Tuesday, 20 April 2010

Understand the Cash Operating Cycle

The cash operating cycle is the length of time between paying out cash for inputs and receiving cash from sales.  It is also referred to as the working capital cycle or  cash conversion cycle.

Businesses should understand, measure, control and finance their cash operating cycle.  It is also useful to be aware of the cash operating cycles of  customers, suppliers and even competitors.  The cash operating cycle is normally measured in days and is represented by the diagram below, using the example of a manufacturer.


Time ------------------------->

Inventory of raw materials ---> @Cash paid out --> Conversion of raw materials --->  Inventory of finished materials ---> Receivables collection period ---> #Cash received

Supplier's payment period ---@Cash paid out --- CASH OPERATING CYCLE --- # Cash received


Service Businesses
A consultancy working on long-term projects may have lots of money owed to them for 'unbilled work-in-progress' as well as long receivable collection periods.  Their main input cost will be consultants, who have no payment period.  A small consultancy business may have difficulty financing long cash operating cycles.  As such, it is common practice for consultancies to ask for stage payments from their clients on a long project.

Seasonal Businesses
Seasonal businesses, such as calendar and diary manufacturers have fluctuating operating cycles.  Production is spread throughout the year and inventories will gradually build up.  Trade receivables will increase from a low start as retailers stock up for the peak sales season, but may not pay until after the season.  The supplier's payment period will be negligible and therefore seasonal manufacturers will require several months of financing.

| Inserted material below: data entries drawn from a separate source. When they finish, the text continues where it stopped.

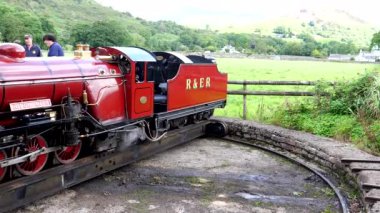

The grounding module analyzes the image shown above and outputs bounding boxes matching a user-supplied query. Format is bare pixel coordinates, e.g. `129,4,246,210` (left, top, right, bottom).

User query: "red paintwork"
168,64,227,111
0,43,25,63
0,44,227,126
0,44,125,123
99,47,154,120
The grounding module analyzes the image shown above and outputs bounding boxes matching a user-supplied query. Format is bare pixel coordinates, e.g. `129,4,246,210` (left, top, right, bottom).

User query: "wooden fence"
227,81,334,120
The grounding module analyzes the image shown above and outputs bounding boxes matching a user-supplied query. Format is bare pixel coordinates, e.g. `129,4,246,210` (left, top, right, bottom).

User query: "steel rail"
222,137,350,213
0,121,210,212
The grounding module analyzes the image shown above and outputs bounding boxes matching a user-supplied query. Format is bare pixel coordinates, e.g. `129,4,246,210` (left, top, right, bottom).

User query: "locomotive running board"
0,121,209,212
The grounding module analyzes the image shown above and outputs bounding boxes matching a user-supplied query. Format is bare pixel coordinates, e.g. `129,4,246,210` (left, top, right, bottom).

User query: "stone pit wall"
214,117,380,212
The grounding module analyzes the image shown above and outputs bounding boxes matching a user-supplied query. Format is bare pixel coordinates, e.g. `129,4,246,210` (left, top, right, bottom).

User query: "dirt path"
16,139,339,213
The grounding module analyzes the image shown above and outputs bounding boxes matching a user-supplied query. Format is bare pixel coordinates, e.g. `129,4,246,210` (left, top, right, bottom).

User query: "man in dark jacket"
42,34,64,57
24,34,42,57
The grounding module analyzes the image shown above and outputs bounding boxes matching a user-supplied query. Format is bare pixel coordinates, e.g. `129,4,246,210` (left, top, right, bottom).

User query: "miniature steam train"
0,43,227,181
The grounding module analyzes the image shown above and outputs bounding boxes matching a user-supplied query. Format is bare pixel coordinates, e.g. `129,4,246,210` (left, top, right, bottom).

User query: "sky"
96,0,380,27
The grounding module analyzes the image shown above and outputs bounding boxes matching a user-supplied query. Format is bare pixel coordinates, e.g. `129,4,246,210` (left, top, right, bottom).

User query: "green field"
215,58,380,122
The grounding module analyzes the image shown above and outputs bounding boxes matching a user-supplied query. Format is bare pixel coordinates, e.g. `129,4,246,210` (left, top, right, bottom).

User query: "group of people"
24,34,64,57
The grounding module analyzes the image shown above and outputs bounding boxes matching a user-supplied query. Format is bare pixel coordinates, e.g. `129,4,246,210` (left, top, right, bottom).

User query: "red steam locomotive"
0,44,227,181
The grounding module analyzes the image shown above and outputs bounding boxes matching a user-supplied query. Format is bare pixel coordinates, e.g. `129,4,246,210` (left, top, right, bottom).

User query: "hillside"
221,9,379,47
0,0,151,43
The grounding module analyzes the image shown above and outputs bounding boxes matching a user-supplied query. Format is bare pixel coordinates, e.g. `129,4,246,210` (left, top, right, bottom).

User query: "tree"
0,4,43,42
273,26,286,35
71,20,132,47
370,31,380,49
148,33,181,51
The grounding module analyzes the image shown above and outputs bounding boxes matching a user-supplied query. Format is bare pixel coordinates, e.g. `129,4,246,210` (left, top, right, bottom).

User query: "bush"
271,72,380,153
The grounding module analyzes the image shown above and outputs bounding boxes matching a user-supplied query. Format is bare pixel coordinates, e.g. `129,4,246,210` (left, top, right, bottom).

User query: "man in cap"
42,34,65,57
24,34,42,57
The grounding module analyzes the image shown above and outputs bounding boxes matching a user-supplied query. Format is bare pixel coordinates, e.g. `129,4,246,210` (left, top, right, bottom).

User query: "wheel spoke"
15,136,48,175
55,143,82,164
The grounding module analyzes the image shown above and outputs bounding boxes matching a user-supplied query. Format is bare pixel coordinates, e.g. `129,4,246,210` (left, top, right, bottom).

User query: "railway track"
0,121,209,212
0,121,380,213
223,137,350,213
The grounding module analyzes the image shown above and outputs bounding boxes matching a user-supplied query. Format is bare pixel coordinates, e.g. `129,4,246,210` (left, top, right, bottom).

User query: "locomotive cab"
148,52,193,113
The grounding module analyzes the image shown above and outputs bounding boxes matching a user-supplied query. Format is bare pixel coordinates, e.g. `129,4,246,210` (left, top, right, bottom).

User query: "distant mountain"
220,9,379,47
0,0,150,42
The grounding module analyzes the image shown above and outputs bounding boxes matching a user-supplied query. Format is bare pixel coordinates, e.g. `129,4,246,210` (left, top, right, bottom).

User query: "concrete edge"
213,117,380,212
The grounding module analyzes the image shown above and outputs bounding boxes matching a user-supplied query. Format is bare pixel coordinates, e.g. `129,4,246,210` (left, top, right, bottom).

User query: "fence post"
243,80,247,120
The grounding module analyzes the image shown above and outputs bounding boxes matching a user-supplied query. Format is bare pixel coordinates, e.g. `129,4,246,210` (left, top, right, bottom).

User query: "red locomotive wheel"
55,143,82,164
15,136,48,175
0,150,7,181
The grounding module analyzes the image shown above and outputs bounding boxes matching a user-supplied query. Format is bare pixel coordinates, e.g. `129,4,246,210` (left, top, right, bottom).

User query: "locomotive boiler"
0,43,227,181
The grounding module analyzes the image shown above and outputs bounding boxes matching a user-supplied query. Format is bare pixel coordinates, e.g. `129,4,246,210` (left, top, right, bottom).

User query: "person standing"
42,34,65,57
24,34,42,57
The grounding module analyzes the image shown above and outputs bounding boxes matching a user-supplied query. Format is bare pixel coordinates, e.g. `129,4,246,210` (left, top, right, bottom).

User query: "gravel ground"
15,139,339,213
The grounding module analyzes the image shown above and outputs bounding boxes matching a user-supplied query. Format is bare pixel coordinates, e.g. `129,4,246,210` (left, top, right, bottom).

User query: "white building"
220,44,240,54
355,45,380,62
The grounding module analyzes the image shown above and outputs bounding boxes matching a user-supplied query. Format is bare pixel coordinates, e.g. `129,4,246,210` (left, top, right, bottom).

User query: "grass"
215,58,380,122
215,59,380,155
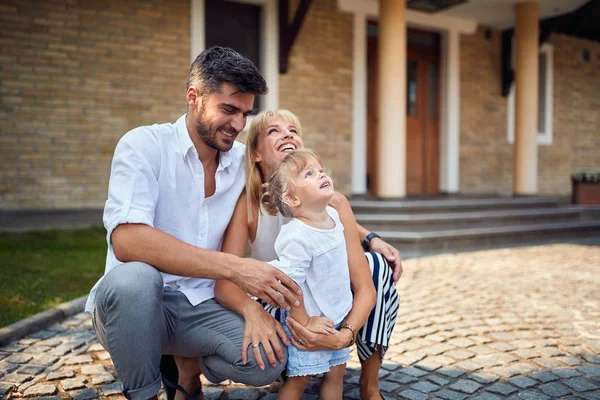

A large retailer such as a supermarket will have a relatively low finished goods inventory period (due to perishables) and minimal receivables as the majority of their sales are in cash.  In addition, due to their size and purchasing power they can negotiate extended payment terms with suppliers.  Therefore, some supermarkets will actually have a negative cash operating cycle, in that they receive cash from customers before they have to pay suppliers.

The Ideal Cycle
Businesses should aim to minimize their cash operating cycles.

Know and try to minimize your cash operating cycle.